Things which improve electrical conductivity of water improve its ability to cause rust: usually that means ions dissolved in the water. Salt (sodium chloride) is the one we encounter most. Salt added to roads to help melt ice can facilitate rust. Salt spray / salt fog in ocean areas can facilitate rust. Other dissolved ions in salt fog might also play a role.

http://scienceline.ucsb.edu/getkey.php?key=552

People who live near the ocean know this. The reason is that the process of rusting involves electrons moving around, and electrons move more easily in salt-water than they do in clean water. A simple test of this is to see how easily current flows in clean water (it does not), and then add salt to the water (then current does flow easily)... Water is the enabler of fast oxidation of iron so freshwater will also cause rust. However, salt water is a very good conductor (lots of dissociated ions) and so there are a number of electrolysis reactions that tremendously accelerate corrosion in salt water. For example if you have iron in contact with salt water and also in contact with another metal such as aluminum (also in contact with the water) you effectively get a battery which drives very fast corrosion processes.
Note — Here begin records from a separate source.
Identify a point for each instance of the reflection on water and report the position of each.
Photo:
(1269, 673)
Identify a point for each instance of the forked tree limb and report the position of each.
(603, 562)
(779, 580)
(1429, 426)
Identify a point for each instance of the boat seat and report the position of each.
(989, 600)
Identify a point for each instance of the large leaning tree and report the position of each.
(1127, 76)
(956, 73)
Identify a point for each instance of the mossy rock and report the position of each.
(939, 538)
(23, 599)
Here is a great free full text scholarly overview of marine atmospheric effects that increase corrosion. I did not know about the SO₂ one!

Marine Atmospheric Corrosion of Carbon Steel: A Review

In 1973 Barton noted that the mechanism governing the effects of chloride ions (Cl⁻) in AC had not been completely explained, and that the higher corrosion rate of steel in marine atmospheres could also be due to other causes, such as: (a) the hygroscopic nature of Cl⁻ species (sodium chloride (NaCl), calcium chloride (CaCl₂), magnesium chloride (MgCl₂)), which promotes the electrochemical corrosion process by favouring the formation of electrolytes at relatively low relative humidity (RH); and (b) the solubility of the corrosion products.

SO₂ is neat because I think it is not acting as electrolyte to increase conductivity, but as an oxygen donor.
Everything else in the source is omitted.